I have been allocated in a legacy project at my job for the past week. The problem is that the code has a lot of artifacts from its origins in a pre-versioning era: obvious or (really) unnecessary comments, whitespace, new lines, etc. This increases the cognitive load required to understand the code and makes it incredible hard to read.
So I've talked to my team about it and we started an initiative to remove those stuff from the code, making it cleaner, more maintainable and readable.

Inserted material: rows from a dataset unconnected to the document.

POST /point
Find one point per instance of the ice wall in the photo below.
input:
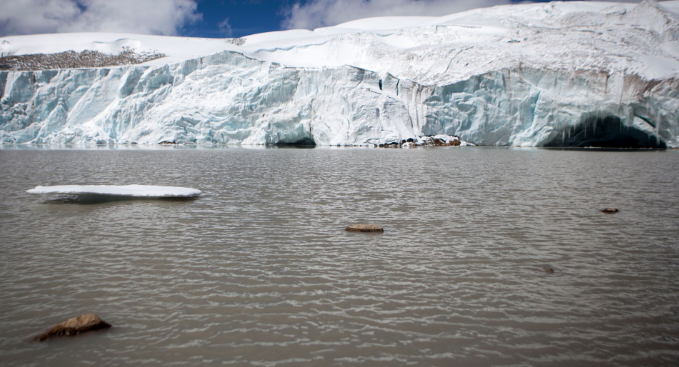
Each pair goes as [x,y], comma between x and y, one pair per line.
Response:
[230,98]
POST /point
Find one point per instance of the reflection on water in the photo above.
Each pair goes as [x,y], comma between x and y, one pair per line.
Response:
[259,270]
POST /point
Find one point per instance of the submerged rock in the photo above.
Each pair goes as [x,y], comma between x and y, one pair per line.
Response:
[365,228]
[75,326]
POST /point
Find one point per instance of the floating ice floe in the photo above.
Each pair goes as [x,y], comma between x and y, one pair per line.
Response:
[103,192]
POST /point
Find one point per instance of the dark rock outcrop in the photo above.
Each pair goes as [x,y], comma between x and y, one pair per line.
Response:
[365,228]
[76,325]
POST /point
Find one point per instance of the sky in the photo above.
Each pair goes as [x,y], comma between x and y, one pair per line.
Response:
[209,18]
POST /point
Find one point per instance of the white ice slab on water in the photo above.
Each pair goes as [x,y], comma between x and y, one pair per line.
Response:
[139,191]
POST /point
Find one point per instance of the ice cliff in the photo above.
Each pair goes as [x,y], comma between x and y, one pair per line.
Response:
[558,74]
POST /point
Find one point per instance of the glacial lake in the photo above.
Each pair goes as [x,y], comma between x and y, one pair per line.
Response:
[259,271]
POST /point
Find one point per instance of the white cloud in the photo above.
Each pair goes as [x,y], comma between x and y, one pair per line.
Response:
[322,13]
[130,16]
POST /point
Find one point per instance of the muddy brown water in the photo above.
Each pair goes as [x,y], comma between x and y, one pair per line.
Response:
[259,271]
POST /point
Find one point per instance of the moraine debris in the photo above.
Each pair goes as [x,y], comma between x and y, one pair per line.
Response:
[74,326]
[364,228]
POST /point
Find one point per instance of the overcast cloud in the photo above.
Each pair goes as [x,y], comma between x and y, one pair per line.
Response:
[164,17]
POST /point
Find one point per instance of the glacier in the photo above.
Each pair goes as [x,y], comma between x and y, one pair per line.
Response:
[555,74]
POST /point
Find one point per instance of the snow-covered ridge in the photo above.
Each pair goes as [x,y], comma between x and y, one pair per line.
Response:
[525,75]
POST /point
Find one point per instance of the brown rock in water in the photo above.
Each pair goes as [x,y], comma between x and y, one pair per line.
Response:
[365,228]
[75,326]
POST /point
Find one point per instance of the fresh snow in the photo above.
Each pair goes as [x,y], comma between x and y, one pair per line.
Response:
[508,75]
[140,191]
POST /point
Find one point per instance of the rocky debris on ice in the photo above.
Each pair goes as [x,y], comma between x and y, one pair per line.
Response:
[72,59]
[75,326]
[441,140]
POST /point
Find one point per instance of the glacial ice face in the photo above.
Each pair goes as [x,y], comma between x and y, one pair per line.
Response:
[490,93]
[230,98]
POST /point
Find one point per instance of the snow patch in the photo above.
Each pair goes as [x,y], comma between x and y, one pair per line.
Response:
[138,191]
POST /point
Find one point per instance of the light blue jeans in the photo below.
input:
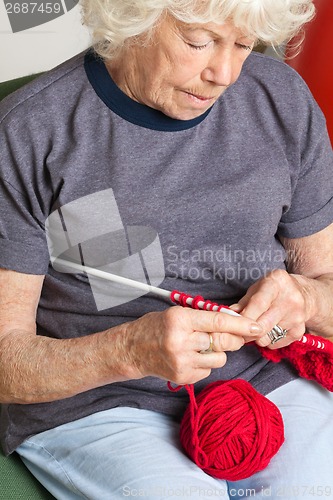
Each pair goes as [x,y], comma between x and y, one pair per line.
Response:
[130,453]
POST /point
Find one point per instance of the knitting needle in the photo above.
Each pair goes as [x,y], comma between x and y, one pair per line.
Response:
[98,273]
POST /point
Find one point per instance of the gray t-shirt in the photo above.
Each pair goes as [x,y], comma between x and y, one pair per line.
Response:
[190,205]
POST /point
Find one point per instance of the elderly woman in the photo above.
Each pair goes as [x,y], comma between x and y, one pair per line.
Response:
[172,154]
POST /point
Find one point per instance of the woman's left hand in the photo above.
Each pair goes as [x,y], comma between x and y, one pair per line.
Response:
[277,299]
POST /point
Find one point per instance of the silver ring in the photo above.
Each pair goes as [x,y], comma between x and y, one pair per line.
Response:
[277,333]
[211,345]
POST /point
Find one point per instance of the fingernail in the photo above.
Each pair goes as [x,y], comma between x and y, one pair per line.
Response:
[255,328]
[235,307]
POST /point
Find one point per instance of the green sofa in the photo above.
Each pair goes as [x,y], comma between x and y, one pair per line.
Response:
[16,482]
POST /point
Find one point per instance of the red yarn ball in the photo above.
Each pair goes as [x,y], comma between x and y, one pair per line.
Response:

For safety, it was decided that we're only going to remove stuff that don't interfere in the code execution at all - just unnecessary/commented code, excessive new lines and unreachable statements. To make my job easier, I've made 2 simple regexes to help find those occurrences, analyses them, and replace it if necessary - since some classes have more than 800 lines of code.
(\/{2,}.+)|(\/{2,})
This will find and highlight any comments starting with "//". It doesn't matter if is a empty line or a comment in the end of a valid code line.
/*[^*](.|\n)*?*/
This will find and highlight any commented code blocks who are not PHP Docs (usually, those starts with /** instead of /*).

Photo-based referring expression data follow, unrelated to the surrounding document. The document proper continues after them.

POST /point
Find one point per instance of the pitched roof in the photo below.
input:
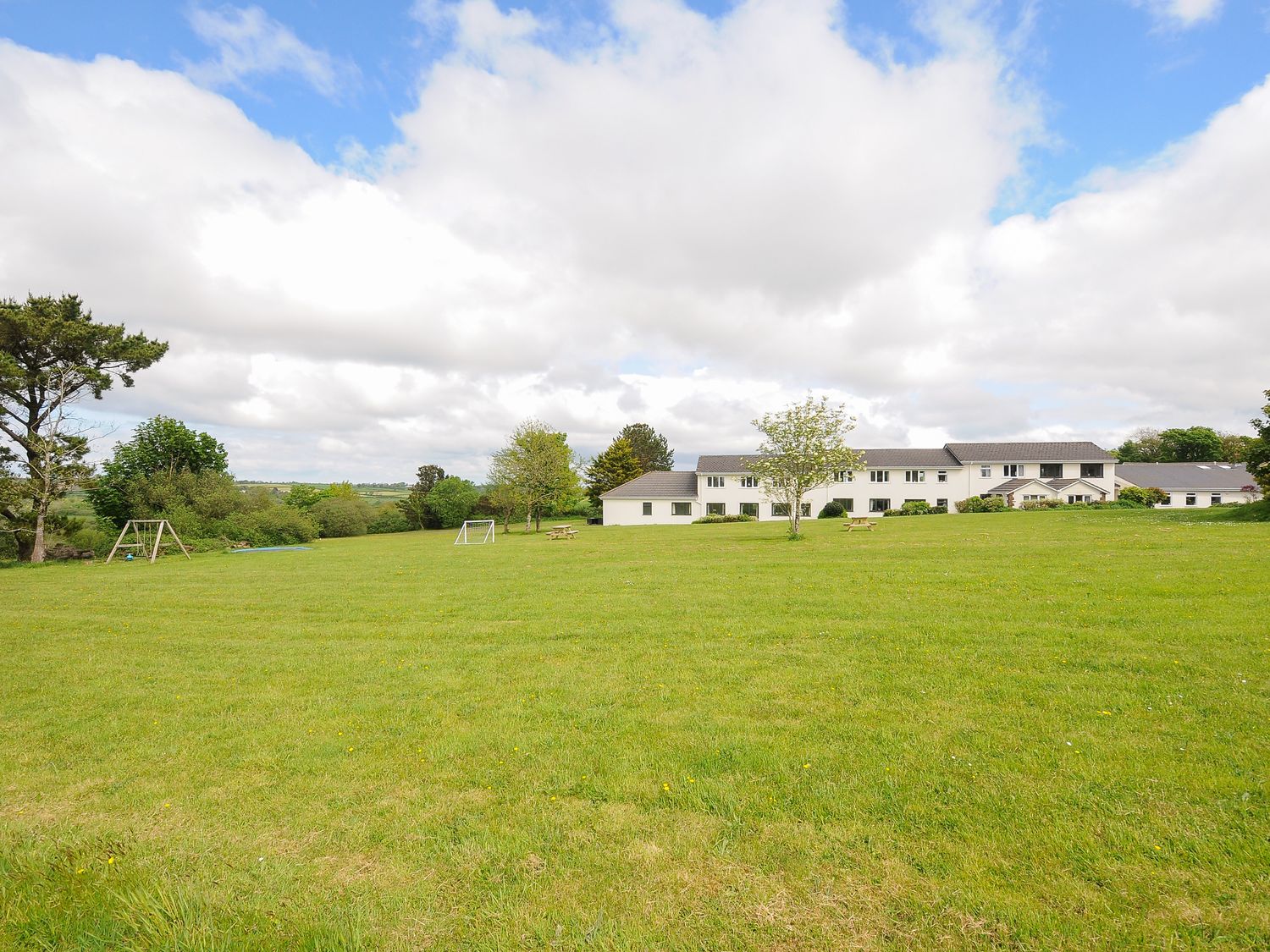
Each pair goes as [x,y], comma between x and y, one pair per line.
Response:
[883,459]
[1028,452]
[657,485]
[731,462]
[1231,476]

How am I using this regexes?
My IDE of choice is JetBrains' PHP Storm. I'm using their replacement tool to find the occurrences (using the regexes), analyzing if it's ok to remove, and replacing it with a "\n" (new line) character. Every robust text editor or IDE has an equivalent tool, and you can use it just like me.
The results
I'm splitting those changes in multiple pull requests. This helps with the code review process, making it more manageable to my coworkers. By the time I'm writing this article, I've done 5 PRs, with a average of 20 files by PR.
It should be deployed soon, and it's going to help a lot with tasks within this project. Just looking at the code, the difference is day and night.